I have no trouble with the particular personality/life niche third friend is putting themselves in. I mean it isn't the most common within my friend group, but it isn't unrepresented. But my friend group covers many because it has grown organically to include all sorts of people, and actually the unifying factor seems to be that they are all unique organic people and even if they mostly fit into a specific niche (Logan Square Hipster Artist, Vegan Marathoner, Park Slope Stroller Mommy, etc.) the thing about all of them is that they aren't that cleanly definable. The housewife I still am friends with from home is sarcastic and liberal and talks about how she should've never taught her kids to speak and can't wait for the teenagers to get out of the house. The Logan Square Hipster Artist loves sex and the city and girly movies.

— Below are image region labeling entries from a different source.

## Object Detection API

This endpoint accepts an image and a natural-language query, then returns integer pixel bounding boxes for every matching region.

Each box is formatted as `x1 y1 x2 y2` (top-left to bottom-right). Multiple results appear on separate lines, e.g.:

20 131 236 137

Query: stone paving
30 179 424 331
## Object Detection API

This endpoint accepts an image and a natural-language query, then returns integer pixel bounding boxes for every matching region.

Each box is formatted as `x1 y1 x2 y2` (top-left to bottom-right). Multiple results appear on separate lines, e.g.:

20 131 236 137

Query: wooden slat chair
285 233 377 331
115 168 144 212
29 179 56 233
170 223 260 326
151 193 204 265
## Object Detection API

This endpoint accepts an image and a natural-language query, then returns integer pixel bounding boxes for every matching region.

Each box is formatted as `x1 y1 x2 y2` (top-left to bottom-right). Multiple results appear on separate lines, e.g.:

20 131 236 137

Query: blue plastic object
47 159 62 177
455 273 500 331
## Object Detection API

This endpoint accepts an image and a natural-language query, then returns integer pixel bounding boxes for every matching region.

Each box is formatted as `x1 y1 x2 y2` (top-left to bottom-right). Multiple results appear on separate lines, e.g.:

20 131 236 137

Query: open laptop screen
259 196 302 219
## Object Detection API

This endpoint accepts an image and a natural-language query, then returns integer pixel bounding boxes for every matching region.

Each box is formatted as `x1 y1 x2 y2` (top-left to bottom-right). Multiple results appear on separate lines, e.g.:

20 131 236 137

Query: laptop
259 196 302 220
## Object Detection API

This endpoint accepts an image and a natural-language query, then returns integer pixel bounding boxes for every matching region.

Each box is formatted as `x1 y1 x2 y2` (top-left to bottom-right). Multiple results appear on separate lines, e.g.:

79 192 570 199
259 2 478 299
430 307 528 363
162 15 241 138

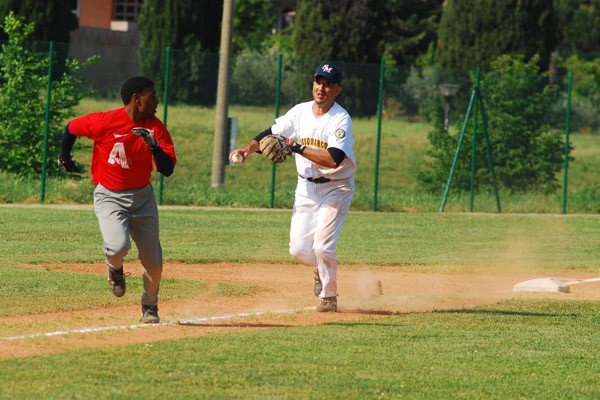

I am very clearly a Childless NPR Artist/Intellectual (which talk about a lame niche to accidentally end up) but I go to rock shows and I don't even listen to NPR, I listen to some of their podcasts (yes I know that makes it worse). Third Friend is driving me the crazies because in pursuit of this ideal new life niche, third friend is sanding off all the edges of third friend's life and losing all the really interesting bits about third friend and replacing them with faux interesting trump l'oiel life (I know I spelled that wrong and I do not care). I like the real interesting bits even when they aren't glamorous and reveal way less cool roots (see all my country kid stories).

4 comments:

Sally said...

Given that I fit into the category of Pseudo Village Elder/Wise Woman, I will simply say from my lofty perch of having been there, done that that she'll get over it. Or she won't.

She's not happy with the one aspect of her life she's most afraid to change, so she's trying to become "authentic" in other ways because she knows she's sold out in one of the biggies. And she'll either eventually become so miserable that she figures out how to make the change she needs to make in order to feel happy and fulfilled, or she won't. In which case, you'll probably drift apart. Because that's what happens.

Let's hope she finds the courage to be happy.

(Verifier: "sunthing," which I'd very much like to become right now. A sunthing on a beach in a bikini, maitai in hand.)

Anonymous said...

A different perspective: if you don't know where you're going, you're not likely to get there. Maybe your friend knows where she's going.

Heather K said...

Anonymous-that is a very interesting point. Third friend is clearly pointing in a direction.

I am a lot more of a enjoy the journey, forget the destination kind of person.

Heather K said...

For anyone who might still be reading the comments, I do think that me being the judgy one about someone else's choices is the problem. Because really, what should I care how someone else lives their life. It is theirs, and I wouldn't want them to judge me like this.